The Mandela paradigm is defined as a mediated settlement with white oppressors, it represented a moral victory for its said peaceful, non-violent transfer of power.

The reconciliation and non-racialism, rainbow nation, underpinned by the approach is epitomised in the 1996 South African Constitution.

The Biko paradigm however is perceived to be less conciliatory, considering the “negotiated settlements” of the early 1990s as only an intermediate step, means to an end, towards the full liberation of native people.

Mandela’s imagined post-apartheid and post – colonial South Africa, considered in this perspective, is a political subterfuge for sustaining minority privilege and rule in various guises, with the Constitution ensuring legal shield and armoury.

Biko was much more ambivalent than Mandela about the role white people would play in South Africa after apartheid.

While he did not want them to leave he indicated that their contribution would be proportional and on “terms laid down by blacks”; such an approach would inform the post – colonial social contract that would inform every sphere of society, case and point, higher education institutions –  from ontology, epistemology, and axiology; third or rather hidden curriculum, dismantling of the western canon and ensuring real and tangible transformation – not accommodation and deliberate ubiquitous assimilation with intent to distract and defocus.
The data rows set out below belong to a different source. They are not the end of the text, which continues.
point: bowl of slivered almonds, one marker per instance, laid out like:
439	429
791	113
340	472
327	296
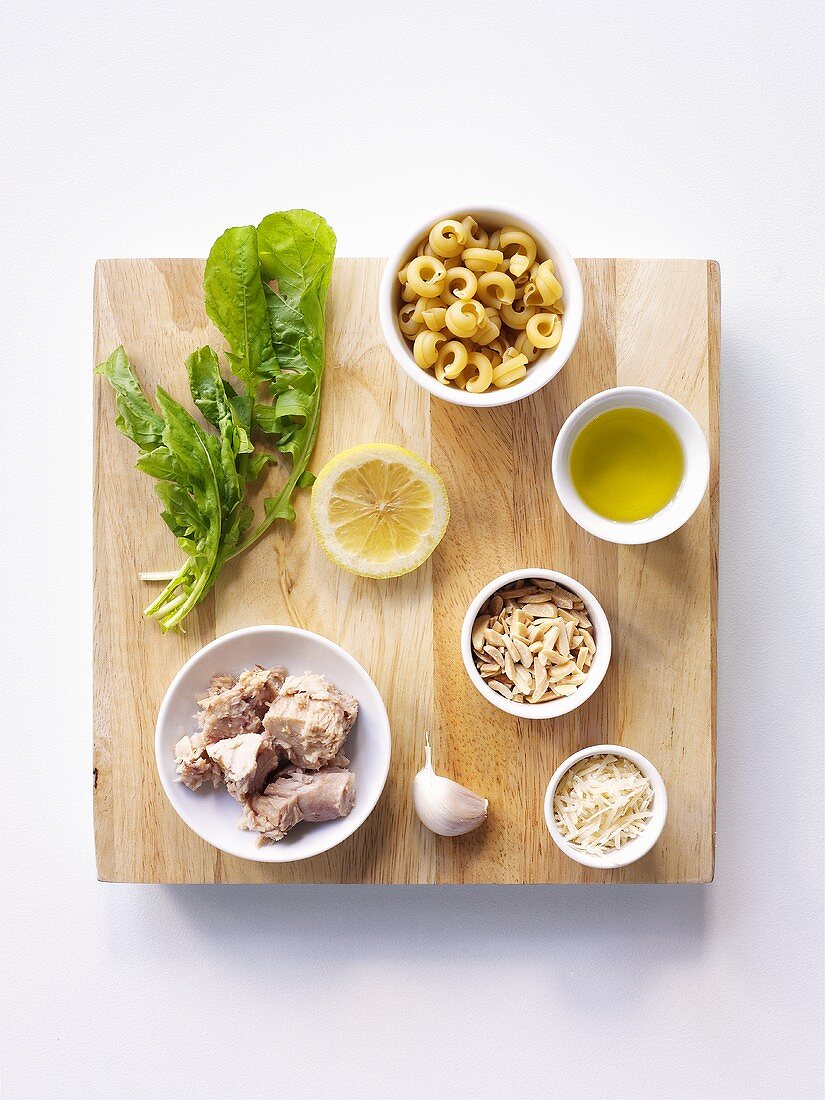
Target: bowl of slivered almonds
536	644
481	306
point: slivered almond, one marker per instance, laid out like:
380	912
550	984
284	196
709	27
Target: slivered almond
534	641
479	629
494	655
502	689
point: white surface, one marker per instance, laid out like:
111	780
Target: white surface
690	494
213	814
547	363
640	129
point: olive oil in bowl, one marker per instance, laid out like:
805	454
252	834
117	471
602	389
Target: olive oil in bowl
627	464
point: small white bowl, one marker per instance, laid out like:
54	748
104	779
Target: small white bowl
690	493
213	814
545	367
601	636
634	849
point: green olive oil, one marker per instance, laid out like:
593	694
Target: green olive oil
627	464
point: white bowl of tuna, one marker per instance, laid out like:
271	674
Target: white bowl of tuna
273	744
606	806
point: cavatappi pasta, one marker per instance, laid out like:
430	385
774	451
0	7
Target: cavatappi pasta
479	305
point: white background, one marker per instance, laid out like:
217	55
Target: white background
637	129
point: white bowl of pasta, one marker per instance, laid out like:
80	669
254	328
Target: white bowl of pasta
481	306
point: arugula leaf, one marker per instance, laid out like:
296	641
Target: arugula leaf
296	251
135	418
234	303
265	289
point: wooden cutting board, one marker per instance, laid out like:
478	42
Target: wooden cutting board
652	322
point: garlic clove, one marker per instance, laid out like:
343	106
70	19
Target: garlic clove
443	805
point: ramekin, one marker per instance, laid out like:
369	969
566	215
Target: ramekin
634	849
601	634
547	364
694	481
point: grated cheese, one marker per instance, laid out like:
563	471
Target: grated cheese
602	803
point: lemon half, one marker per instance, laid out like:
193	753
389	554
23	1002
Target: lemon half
378	509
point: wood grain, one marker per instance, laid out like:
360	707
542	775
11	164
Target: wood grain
649	322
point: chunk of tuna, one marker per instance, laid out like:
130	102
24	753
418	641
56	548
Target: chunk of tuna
271	814
238	706
230	708
245	762
193	766
309	719
322	795
299	795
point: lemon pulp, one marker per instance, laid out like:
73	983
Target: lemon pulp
626	464
378	509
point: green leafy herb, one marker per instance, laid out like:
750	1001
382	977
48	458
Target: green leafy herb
265	290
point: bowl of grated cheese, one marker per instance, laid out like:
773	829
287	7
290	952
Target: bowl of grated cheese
606	806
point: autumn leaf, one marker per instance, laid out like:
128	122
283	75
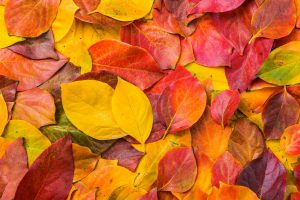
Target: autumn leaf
270	22
177	170
132	110
29	73
35	141
226	169
52	172
133	64
164	47
39	103
266	176
281	62
12	170
280	111
125	11
289	140
78	105
246	142
209	137
20	16
181	104
224	105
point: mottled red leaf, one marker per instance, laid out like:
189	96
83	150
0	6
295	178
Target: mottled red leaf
296	171
126	155
266	176
210	47
271	21
290	140
187	54
30	18
29	73
65	75
163	46
280	111
35	106
235	25
179	73
245	67
181	104
171	23
203	6
226	169
177	170
41	47
224	105
132	63
13	166
51	174
246	141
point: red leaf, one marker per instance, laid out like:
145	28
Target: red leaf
51	174
132	63
266	176
29	73
177	170
224	105
210	47
41	47
181	104
35	106
203	6
162	84
30	18
245	67
280	111
163	46
13	167
235	25
126	155
225	169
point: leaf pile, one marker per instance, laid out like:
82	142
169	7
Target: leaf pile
149	99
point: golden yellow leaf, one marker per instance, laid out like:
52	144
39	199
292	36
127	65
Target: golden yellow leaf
79	38
84	160
128	10
64	19
3	113
35	141
147	170
87	105
217	75
5	39
132	110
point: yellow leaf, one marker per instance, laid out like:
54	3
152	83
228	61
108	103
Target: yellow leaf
84	160
64	19
147	170
79	38
35	141
288	161
5	39
128	10
217	75
87	105
4	143
132	110
3	113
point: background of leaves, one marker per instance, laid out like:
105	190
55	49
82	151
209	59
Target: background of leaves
144	99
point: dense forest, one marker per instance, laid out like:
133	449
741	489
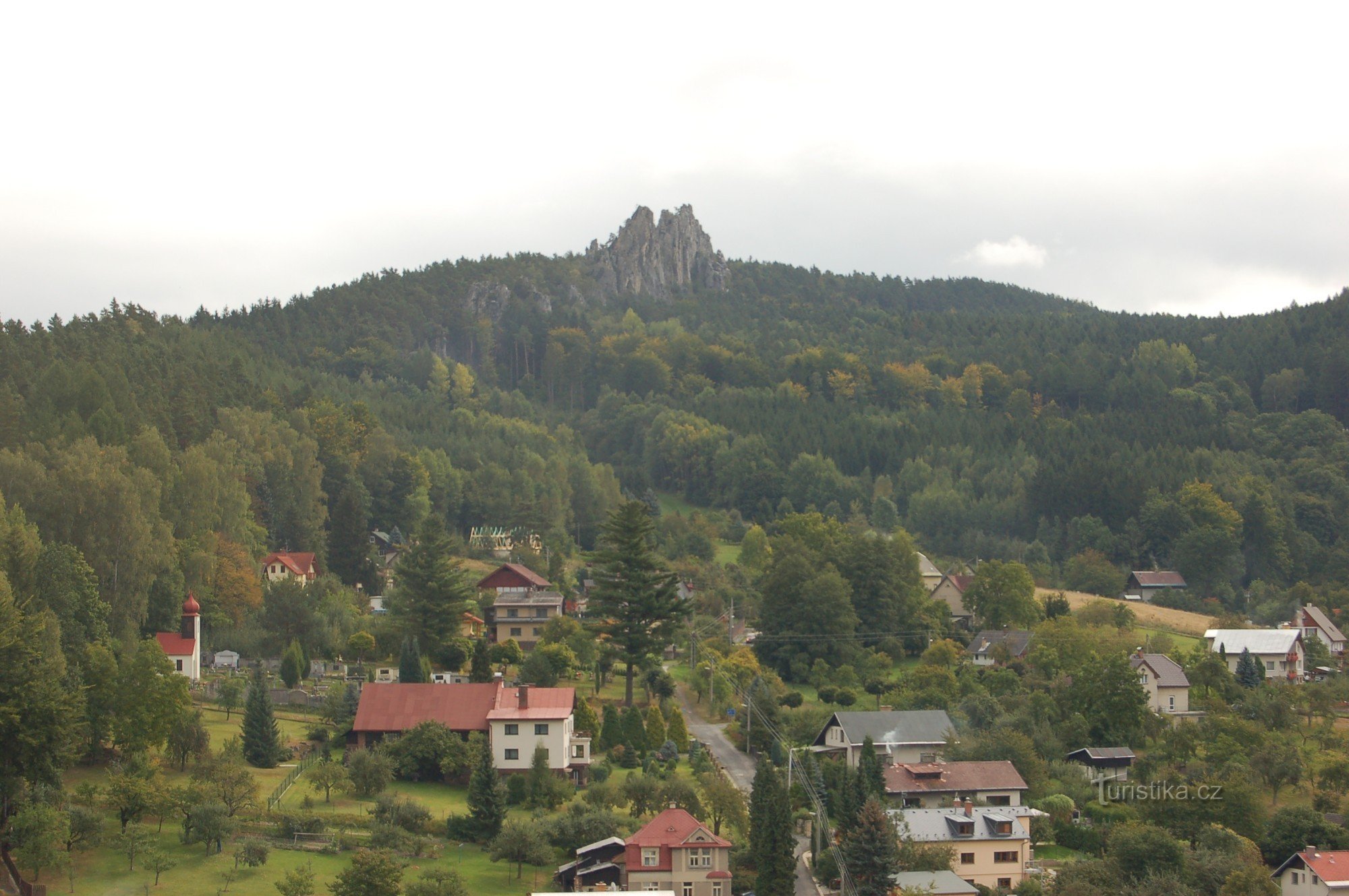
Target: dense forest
987	420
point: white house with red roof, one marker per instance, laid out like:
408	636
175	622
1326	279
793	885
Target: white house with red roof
184	647
679	853
283	566
1315	873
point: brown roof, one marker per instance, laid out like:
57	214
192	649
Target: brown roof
513	575
1159	579
940	777
397	707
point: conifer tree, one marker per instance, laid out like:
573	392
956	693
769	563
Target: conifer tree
772	846
872	850
635	597
260	737
486	791
481	668
677	730
655	726
409	663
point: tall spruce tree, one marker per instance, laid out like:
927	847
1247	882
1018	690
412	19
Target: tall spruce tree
872	850
635	599
486	791
409	663
1248	669
261	737
772	845
481	667
432	593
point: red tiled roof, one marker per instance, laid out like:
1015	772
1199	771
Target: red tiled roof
300	563
1159	579
672	827
513	575
175	644
913	777
397	707
544	703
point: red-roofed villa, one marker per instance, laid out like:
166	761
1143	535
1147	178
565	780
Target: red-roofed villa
184	647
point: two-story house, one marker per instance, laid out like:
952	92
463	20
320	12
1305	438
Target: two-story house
1278	651
285	566
679	853
936	784
905	736
1315	872
991	846
1165	680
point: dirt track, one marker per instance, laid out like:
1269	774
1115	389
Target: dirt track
1150	616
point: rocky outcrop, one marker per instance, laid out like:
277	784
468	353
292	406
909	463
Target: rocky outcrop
658	258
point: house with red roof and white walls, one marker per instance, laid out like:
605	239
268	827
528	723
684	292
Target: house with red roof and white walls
516	719
184	647
677	852
283	566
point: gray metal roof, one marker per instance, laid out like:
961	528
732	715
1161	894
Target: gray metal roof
1267	641
940	823
944	883
892	726
1169	672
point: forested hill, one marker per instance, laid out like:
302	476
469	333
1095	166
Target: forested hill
527	390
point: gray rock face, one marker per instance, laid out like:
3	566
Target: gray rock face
658	258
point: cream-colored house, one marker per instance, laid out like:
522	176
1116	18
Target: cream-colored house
1165	680
992	845
1315	873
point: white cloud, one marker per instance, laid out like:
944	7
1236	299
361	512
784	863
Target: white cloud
1014	253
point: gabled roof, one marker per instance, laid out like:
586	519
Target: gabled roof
1015	640
891	726
1323	622
1255	640
942	777
513	575
175	644
1332	866
674	827
1165	669
1147	579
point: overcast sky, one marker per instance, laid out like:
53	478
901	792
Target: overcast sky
1169	157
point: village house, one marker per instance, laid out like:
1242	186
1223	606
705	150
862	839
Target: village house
1165	680
991	648
1104	763
936	784
523	606
284	566
1315	622
184	647
1315	873
1278	651
992	846
517	721
909	736
952	590
1143	585
675	852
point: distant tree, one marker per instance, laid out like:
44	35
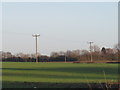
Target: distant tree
96	48
103	50
54	54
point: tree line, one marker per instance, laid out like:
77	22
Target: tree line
111	54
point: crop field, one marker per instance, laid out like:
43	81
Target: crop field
45	72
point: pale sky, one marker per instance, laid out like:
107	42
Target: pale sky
62	26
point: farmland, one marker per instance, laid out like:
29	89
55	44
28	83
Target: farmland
31	72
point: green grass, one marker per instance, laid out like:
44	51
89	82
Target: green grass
58	72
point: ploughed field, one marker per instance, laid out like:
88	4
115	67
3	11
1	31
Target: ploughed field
19	74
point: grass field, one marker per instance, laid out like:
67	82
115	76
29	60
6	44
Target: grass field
22	72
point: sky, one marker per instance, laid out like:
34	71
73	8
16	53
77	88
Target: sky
62	26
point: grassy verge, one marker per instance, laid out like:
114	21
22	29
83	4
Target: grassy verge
29	74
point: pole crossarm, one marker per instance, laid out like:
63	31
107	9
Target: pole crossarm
91	51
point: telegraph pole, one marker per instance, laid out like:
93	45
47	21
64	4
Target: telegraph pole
91	51
36	36
65	57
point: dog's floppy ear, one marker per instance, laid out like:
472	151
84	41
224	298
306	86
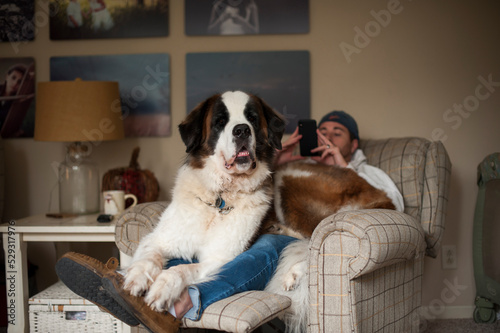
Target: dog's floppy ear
192	127
275	124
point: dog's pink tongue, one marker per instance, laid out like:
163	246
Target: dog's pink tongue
243	153
229	163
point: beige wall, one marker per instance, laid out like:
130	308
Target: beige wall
428	58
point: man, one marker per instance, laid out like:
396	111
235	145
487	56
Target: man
338	145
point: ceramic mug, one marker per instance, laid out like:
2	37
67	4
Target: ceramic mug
114	201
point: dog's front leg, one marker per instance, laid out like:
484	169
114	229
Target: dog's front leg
147	264
169	285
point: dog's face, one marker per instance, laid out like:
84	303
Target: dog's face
235	129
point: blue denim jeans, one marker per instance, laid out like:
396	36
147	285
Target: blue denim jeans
251	270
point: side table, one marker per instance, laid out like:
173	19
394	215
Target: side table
39	228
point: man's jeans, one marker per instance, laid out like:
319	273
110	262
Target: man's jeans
251	270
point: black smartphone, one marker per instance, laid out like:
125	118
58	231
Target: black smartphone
309	141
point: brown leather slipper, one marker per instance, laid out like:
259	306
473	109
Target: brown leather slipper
155	322
82	275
With this 10 – year commemoration of #FreeEducation – its important to mention that there has been some changes here and there – some universities have made noises about “transformation”, Africanisation, investing in indigenous knowledge systems, developing indigenous languages for academic exploitation, social justice and other “progressive” initiatives to affirm the native and develop contextually relevant knowledge to address challenges faced by local communities yet, on the contrary, academics and administrators at the pinnacle of knowledge production and administration in higher education institutions find themselves conflicted.

On one end, there’s expectation to demonstrate epistemic freedom in the production of knowledge from their centralities and unique positionalities (epistemic location) and the other end, they are limited by pervasive influence of neoliberalism –  a paradigm that dictates to them that the production of knowledge should be subservient to market dynamics.

Over the years there has been a strategy to systemically de – radicalise and de – conscientize the student population as means to mitigate risk of “disruption” of not just the core business but also the dominant status quo of an institution hence voices of dissent and continued call for decolonisation fade with each passing generation, so has collectivism, giving rise to individualism in thought and in action – sustaining neo – liberalism, reformism and at other institutions conservativism; transformation within a colonial context.

The journey ahead is still long, may the class of 2015 never be forgotten!